Was funktioniert noch nicht so, wie Sie es gerne hätten?
Es gibt noch ein paar Stellschrauben, die wir feinjustieren müssen. In ein paar Räumen lässt der WLAN-Empfang noch zu wünschen übrig. Gewisse Roaming-Funktionen laufen noch nicht so rund, wie sie sollen. Aber wir haben glücklicherweise keine grossen Baustellen mehr vor uns.
Welche Projekte stehen bei Ihnen 2019 an?
Zunächst wollen wir die Neuerungen wie die IP-Telefonie oder unser Netzwerk optimieren. Dann werden wir die Einführung des EPD in Angriff nehmen – ein grosses Projekt, das uns lange beschäftigen wird. Ausserdem steht die Migration auf Windows 10 vor der Tür.
Haben Sie für die Einführung des EPD einen konkreten Plan?
Dafür ist es noch etwas zu früh. Bis vor Kurzem haben wir uns auf den Neubau fokussiert. Die Strategie fürs EPD ist der nächste Schritt.
Ist die Cloud als Datenspeicher für Sie ein Thema?
Cloud-Lösungen sind ein grosses Thema. Wir prüfen laufend, was es für Möglichkeiten gibt, die unseren Sicherheitsstandards entsprechen. Allerdings bin ich skeptisch, was die Compliance mit den Datenschutz-Vorgaben betrifft. Deswegen möchte ich derzeit noch keine umfassenden Cloud-Lösungen implementieren.
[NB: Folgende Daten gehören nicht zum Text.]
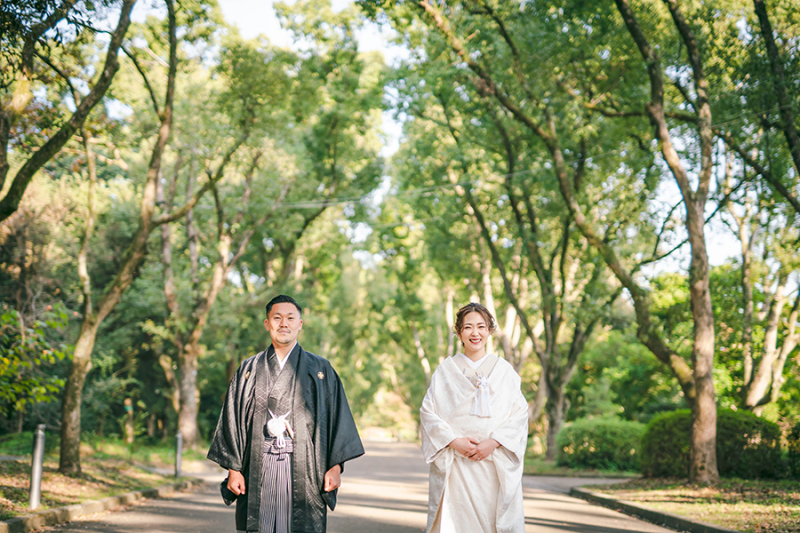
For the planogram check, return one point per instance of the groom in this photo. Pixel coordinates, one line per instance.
(284, 433)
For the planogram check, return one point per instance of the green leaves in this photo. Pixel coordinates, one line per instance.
(26, 357)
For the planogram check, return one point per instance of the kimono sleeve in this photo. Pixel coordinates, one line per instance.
(230, 439)
(513, 432)
(436, 432)
(344, 442)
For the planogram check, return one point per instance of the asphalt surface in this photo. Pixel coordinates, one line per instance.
(385, 491)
Roman Plattner wurde 1972 in Männedorf geboren. Er diplomierte 1999 als Wirtschaftsinformatiker HF an der HWV Olten, bevor er sein Betriebswirtschaftsstudium an der Berner Fachhochschule als Betriebsökonom FH 2008 erfolgreich abschloss. An der Universität St. Gallen erlangte er 2012 den Executive MBA Business HSG. Plattner verfügt über langjährige und umfassende Erfahrungen als Projektleiter von Fach- und insbesondere IT-Projekten im Gesundheits-, Banken- und Versicherungsbereich. Er ist seit 2014 Leiter ICT im Spital Limmattal und war im vergangenen Jahr Gesamtverantwortlicher für den reibungslosen Umzug der Informations- und Kommunikationstechnologie in den Spital-Neubau.